Anyway, after gathering our wits (as much as possible in a situation like this) and exchanging some Quetzales for Honduran Lempiras (which I can't help but think of as Lemmywinks) we headed towards the bus. Turns out this particular one was heading all the way to Puerto Cortés. Sweet! We piled our stuff on board, and after grabbing a few snacks, hopped on the bus along with the clown and an albino ayudante. All we needed was a fat lady or a midget, and we'd have ourselves one helluva circus. But I digress. As in Guatemala, the bus was a revamped US school bus, but seemed much much larger than its Guatemalan counterparts. Not only was there a bit of legroom, but we each had our own seats! Oh, the luxury!

At Puerto Cortés we easily caught a bus heading to San Pedro Sula, the next stop on our journey. And this bus, more of a shuttle even though it was public transport, was pretty cushy. Even had air conditioning! Swoon! Unfortunately there was no roof rack so we had to smush our bags in the aisles. But otherwise it was a very swank ride indeed.

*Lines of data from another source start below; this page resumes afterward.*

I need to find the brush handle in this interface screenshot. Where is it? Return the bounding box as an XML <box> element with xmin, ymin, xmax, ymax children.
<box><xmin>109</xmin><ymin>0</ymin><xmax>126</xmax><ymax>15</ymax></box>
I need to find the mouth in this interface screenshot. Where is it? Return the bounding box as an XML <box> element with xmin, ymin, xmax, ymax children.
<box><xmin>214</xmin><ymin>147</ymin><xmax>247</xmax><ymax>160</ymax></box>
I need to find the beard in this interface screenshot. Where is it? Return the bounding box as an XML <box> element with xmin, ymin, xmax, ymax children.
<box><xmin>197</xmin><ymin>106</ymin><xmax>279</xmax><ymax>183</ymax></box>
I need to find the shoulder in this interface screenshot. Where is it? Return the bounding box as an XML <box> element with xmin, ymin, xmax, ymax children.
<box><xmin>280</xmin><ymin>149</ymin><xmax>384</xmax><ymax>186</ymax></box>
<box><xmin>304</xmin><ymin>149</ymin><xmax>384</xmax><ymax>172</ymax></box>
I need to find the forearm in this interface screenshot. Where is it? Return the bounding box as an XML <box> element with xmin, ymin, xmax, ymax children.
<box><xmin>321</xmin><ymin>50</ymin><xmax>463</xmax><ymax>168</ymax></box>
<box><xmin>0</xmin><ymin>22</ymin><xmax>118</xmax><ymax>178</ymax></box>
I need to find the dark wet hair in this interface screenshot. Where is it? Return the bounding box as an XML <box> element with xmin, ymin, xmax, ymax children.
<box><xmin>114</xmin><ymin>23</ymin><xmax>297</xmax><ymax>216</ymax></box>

Finding the right bus in the sprawling noisy lot at San Pedro Sula proved a bit more challenging. But we employed the tried-and-true method of wandering around looking lost and asking for help, and eventually we got pointed in the direction of the bus to La Ceiba. OK, last vehicle of the day! Whew! It was a 3-hour ride to La Ceiba, and the bus looked like it'd be pretty comfortable, with reclining seats and everything. But it was hot as an oven on that thing. The last leg was a lonnnnnnng one.

We finally arrived in La Ceiba, and after a bit of mucking around, finally found a hotel. We got a basic and fairly clean room for all four of us, and sacked out early. What a day. Tomorrow, the Islands!